Menurutnya, kawasan wisata edukasi yang berada di Kebun Benih Hortikultura milik Dinas Pertanian dan Peternakan Jawa Tengah tersebut merupakan contoh optimalisasi aset pemerintah yang mampu memberikan manfaat bagi sektor pendidikan, pertanian, pariwisata, hingga perekonomian masyarakat.
Apresiasi tersebut disampaikan Sumanto saat meninjau langsung kawasan EK View Agroedupark beberapa waktu lalu. Ia menilai konsep yang memadukan kebun benih hortikultura dengan wisata edukasi menjadi inovasi yang layak dikembangkan di berbagai daerah.
“Ini bukan sekadar tempat wisata, tetapi juga ruang belajar yang menyenangkan bagi masyarakat. Anak-anak maupun generasi muda bisa mengenal dunia pertanian secara langsung. Edukasi seperti ini penting agar masyarakat semakin mencintai sektor pertanian yang menjadi salah satu penopang perekonomian Jawa Tengah,” ujar Sumanto.
EK View merupakan singkatan dari Embung Karanggeneng View, sesuai lokasi kawasan wisata yang berada di Dukuh Karanggeneng, Sumurejo, Gunungpati. Kawasan ini berdiri di atas lahan Kebun Benih Hortikultura seluas sekitar 11 hektare yang menjadi pusat pengembangan berbagai benih unggulan hortikultura.

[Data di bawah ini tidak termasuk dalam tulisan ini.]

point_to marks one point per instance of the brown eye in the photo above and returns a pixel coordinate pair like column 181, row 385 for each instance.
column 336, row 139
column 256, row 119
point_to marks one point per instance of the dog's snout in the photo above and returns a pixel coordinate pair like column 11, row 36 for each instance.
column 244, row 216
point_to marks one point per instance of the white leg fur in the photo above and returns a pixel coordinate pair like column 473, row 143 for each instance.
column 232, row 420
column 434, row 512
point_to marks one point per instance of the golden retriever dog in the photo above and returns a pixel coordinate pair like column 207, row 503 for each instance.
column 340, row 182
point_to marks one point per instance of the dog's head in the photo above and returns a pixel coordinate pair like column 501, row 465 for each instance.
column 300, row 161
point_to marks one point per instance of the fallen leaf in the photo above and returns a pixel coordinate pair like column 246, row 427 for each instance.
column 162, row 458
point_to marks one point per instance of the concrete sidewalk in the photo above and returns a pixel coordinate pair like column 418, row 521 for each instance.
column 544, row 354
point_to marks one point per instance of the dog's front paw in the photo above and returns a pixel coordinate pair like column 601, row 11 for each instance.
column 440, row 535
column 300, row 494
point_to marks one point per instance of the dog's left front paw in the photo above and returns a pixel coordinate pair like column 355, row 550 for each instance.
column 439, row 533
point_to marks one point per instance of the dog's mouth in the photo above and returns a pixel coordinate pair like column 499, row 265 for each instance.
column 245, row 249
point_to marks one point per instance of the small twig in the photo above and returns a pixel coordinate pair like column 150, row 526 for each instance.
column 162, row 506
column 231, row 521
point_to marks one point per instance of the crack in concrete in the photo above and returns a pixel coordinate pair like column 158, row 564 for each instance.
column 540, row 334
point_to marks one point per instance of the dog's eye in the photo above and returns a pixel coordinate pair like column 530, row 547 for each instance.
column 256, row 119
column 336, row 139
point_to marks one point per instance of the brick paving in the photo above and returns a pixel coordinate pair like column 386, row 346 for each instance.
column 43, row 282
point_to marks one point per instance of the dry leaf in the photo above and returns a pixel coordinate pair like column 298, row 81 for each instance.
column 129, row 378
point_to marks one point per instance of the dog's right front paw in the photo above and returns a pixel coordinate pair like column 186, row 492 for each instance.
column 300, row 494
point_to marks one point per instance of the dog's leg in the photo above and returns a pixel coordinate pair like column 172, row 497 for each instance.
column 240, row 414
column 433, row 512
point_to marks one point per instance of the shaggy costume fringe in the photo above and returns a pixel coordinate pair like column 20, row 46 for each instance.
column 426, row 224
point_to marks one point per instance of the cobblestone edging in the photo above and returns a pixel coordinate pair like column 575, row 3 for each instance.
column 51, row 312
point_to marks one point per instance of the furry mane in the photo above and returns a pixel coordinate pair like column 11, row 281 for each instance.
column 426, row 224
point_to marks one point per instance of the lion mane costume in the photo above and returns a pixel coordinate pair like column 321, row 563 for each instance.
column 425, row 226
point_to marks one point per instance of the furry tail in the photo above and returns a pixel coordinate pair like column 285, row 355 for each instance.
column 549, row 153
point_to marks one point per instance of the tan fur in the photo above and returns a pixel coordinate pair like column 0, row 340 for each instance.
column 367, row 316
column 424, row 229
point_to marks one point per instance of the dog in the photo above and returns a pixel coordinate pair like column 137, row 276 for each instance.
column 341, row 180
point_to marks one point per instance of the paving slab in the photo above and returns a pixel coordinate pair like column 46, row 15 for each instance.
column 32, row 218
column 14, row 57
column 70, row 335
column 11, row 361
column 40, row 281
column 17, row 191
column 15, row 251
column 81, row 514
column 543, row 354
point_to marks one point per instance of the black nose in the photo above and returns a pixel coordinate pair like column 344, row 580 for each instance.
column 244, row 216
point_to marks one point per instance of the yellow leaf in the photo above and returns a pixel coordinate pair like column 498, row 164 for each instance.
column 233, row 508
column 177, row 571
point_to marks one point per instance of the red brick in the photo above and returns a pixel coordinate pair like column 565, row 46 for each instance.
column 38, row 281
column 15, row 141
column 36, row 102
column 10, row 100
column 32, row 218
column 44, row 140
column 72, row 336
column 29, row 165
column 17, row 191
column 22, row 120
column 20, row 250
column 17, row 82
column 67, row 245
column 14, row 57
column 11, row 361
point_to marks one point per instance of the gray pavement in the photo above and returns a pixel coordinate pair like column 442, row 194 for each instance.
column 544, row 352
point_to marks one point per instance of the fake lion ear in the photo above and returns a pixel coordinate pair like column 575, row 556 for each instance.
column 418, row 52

Di kawasan tersebut dibudidayakan beragam komoditas, mulai dari durian, rambutan, jambu air, kelengkeng, buah naga, sirsak, hingga berbagai tanaman hortikultura lainnya. Keberadaan kebun benih yang dikembangkan menjadi destinasi wisata edukasi dinilai mampu memberikan nilai tambah karena pengunjung tidak hanya menikmati suasana alam, tetapi juga memperoleh pengetahuan mengenai teknik budidaya tanaman.

Menurut Sumanto, konsep agrowisata seperti ini dapat menjadi model pengembangan sektor pertanian yang lebih modern dan berkelanjutan.

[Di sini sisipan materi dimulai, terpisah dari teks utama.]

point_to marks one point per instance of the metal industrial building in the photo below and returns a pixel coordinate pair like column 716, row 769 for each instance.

“Pertanian jangan hanya dipandang sebagai sektor produksi. Melalui konsep seperti ini, pertanian juga bisa menjadi sarana edukasi, rekreasi, sekaligus membuka peluang ekonomi baru. Semakin banyak masyarakat datang berkunjung, semakin besar pula manfaat yang dirasakan pengelola, pelaku UMKM, hingga warga sekitar,” katanya.
EK View Agroedupark menghadirkan berbagai aktivitas edukatif yang dapat dinikmati pengunjung. Mulai dari belajar budidaya tanaman menggunakan sistem hidroponik, memetik buah langsung dari kebun, hingga mengunjungi greenhouse yang berisi koleksi tanaman anggrek dan anthurium.
Selain itu, kawasan ini juga menawarkan beragam wahana rekreasi keluarga. Salah satu yang menjadi favorit adalah aktivitas memancing di embung dengan berbagai jenis ikan air tawar. Pengunjung dapat membawa perlengkapan sendiri maupun menyewa di lokasi, kemudian membawa pulang hasil tangkapan sesuai berat ikan yang diperoleh.
Sumanto berharap EK View Agroedupark semakin dikenal masyarakat dan mampu berkembang menjadi salah satu destinasi wisata unggulan berbasis pertanian di Jawa Tengah.
“Pengelolaan kawasan ini perlu terus ditingkatkan agar menjadi destinasi unggulan yang mampu memperkuat pariwisata berbasis pertanian sekaligus mendorong kesejahteraan masyarakat,” pungkasnya.